In an interview on MSNBC’s Morning Joe on April 4, Sen. Sheldon Whitehouse made the bizarre claim that Wall Street donors backed Sen. Bernie Sanders over Hillary Clinton during the Democratic primaries because they wanted to provide Donald Trump with a weak candidate in the general election.
“They did not want Hillary Clinton to win, that’s why Wall Street money supported Bernie Sanders in in the Democratic primaries to take her out because they thought she would be the stronger candidate. You can’t pretend that didn’t happen,” Whitehouse said, citing no evidence or data to corroborate this claim.
To the contrary, Wall Street didn’t back Sanders. Goldman Sachs CEO Lloyd Blankfein said that Bernie Sanders’ anti-Wall Street rhetoric “has the potential to be a dangerous moment.” Sanders didn’t accept money from Super PACs, meaning that every one of his donors was bound to the $2,700 individual campaign contribution required under campaign finance law. Clinton, on the other hand, depended on Super PAC money and Wall Street to keep up with Sanders’ grassroots fundraising. Hedge fund billionaire James Simons gave Clinton $9 million during the Democratic primaries and more than twice that during the general election. She received more money than any other candidate in either party during the primaries from the securities and investment industry.

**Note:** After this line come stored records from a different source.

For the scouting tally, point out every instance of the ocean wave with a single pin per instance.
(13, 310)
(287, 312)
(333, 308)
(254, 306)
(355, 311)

Clinton’s close relationship with Wall Street has been a constant throughout her political career. Clinton has received millions of dollars from paid speeches she gave to Goldman Sachs and other Wall street firms. Many of those firms donated millions of dollars to the Clinton Foundation. Goldman Sachs, JP Morgan, CitiBank and Morgan Stanley are on Clinton’s top-10 all time donors list. During Bill Clinton’s administration, Wall Street shifted its view of the Democratic Party from being viewed as an enemy to that of a partner. Clinton appointed Robert Rubin, former Goldman Sachs CEO as his Treasury Secretary, bailed out the big banks in 1995, and repealed Wall Street regulations like Glass-Steagall. Hillary Clinton would later vote in favor of bailing out the big banks after the 2008 economic recession.
Whitehouse likely knows the extent of the Clintons’ relationship with Wall Street. Perhaps his comments were made to seed doubt over whether Wall Street is fully ingrained with the Democratic Party, which was made obvious by Hillary Clinton’s nomination and the way she campaigned. He owes his career to the Clintons—Bill Clinton first appointed him as U.S. Attorney for Rhode Island in 1994. Whitehouse served as Hillary Clinton campaign’s co-chair in Rhode Island in 2008 and backed Clinton early on in the Democratic primaries, despite Sanders beating Clinton in Rhode Island. Though most people are fully aware of the Clintons’ ties to Wall Street, Whitehouse attempts to treat Wall Street as a foe of the Democratic Party. In reality, both political parties have Wall Street’s best interests at heart instead of voters’.